Jamie Strandboge jamie at canonical.com
Thu Feb 26 19:01:31 UTC 2015

On 02/26/2015 12:31 PM, Steve Langasek wrote:
> On Wed, Feb 25, 2015 at 11:43:44AM -0600, Jamie Strandboge wrote:
>> So, thinking about what overlayfs is trying to solve more-- there are really
>> three things that could be in the overlay area:
>>  * libraries
>>  * executables
>>  * data files
>> There are essentially two things that we've thus far been thinking about that
>> may use overlays:
>>  * apps that reuse existing debs
>>  * frameworks
> This formulation seems to suggest that frameworks would not reuse existing
> debs.  But we have at least one case where we're trying to enable exactly
> that, namely comfy.  How does that map to your model?

I didn't mean to suggest that per se, but I've always thought of comfy as
something different: eg, a way to extend the system with useful tools but that
other snaps wouldn't depend on. Certainly this is delivered as a snap, but I'm
not sure if this is a normal snap with unconfined security policy for each
binary or a special snap with no security policy attached to it.
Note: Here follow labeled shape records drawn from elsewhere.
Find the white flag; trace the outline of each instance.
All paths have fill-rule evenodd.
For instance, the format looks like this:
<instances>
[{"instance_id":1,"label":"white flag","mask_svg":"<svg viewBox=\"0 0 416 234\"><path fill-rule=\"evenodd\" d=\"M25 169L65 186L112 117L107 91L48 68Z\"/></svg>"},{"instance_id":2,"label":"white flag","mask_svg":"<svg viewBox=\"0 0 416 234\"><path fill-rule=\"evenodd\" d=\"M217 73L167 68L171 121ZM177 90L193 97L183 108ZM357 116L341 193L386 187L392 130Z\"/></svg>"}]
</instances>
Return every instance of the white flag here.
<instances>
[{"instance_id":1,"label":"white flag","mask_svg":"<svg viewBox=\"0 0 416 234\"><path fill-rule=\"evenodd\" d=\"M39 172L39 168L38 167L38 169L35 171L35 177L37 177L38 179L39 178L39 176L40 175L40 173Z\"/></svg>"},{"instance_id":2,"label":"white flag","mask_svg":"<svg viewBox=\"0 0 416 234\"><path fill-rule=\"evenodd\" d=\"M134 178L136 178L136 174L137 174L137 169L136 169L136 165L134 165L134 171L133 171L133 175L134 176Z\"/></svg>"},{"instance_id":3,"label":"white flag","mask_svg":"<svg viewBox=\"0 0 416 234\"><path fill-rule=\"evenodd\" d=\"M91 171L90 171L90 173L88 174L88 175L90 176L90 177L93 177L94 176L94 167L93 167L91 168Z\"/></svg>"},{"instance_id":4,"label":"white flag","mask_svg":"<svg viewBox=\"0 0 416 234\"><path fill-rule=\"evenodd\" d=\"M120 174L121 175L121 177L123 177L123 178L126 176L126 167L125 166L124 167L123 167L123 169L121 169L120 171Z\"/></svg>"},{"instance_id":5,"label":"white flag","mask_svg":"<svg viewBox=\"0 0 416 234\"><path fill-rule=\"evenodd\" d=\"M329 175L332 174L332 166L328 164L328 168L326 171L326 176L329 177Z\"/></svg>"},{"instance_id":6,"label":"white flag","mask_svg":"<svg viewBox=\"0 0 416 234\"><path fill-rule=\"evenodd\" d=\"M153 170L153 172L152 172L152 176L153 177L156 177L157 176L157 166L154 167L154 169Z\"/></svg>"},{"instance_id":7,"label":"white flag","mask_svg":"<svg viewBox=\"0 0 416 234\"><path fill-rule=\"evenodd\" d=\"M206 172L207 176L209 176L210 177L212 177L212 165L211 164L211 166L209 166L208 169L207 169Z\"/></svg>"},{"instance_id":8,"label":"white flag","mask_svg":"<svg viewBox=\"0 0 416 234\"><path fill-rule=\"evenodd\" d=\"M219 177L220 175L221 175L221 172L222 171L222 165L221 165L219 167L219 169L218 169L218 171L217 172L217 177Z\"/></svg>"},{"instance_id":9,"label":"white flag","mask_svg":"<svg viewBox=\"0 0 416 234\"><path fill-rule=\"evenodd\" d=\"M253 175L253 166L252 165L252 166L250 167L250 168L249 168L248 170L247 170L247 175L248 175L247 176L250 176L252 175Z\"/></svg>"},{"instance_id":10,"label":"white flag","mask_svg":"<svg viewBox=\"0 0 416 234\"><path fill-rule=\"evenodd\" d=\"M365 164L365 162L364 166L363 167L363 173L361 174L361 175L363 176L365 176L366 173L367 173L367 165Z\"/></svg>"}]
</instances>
We've defined frameworks (and yes, I realize this hasn't hit the public list
yet-- that is something I need to pick up) as: "frameworks exist primarily to
provide mediation of shared resources (eg, ports, device files, sensors,
cameras, etc)" and "frameworks are tightly coupled with separately maintained
security policies that extend the security policy available to apps consuming a
framework". This doesn't work with comfy-- eg, if comfy provides vim, and vim
requires rw to everything on the system, and vim allows scripting, and a snap is
allowed to use vim under vim's policy, then the snap can break out of confinement.

But to your point about (non-comfy) frameworks, because frameworks need to be
defined so specially, I imagine in practice they wouldn't use a lot of existing
debs, but I don't see why they couldn't if they really wanted to.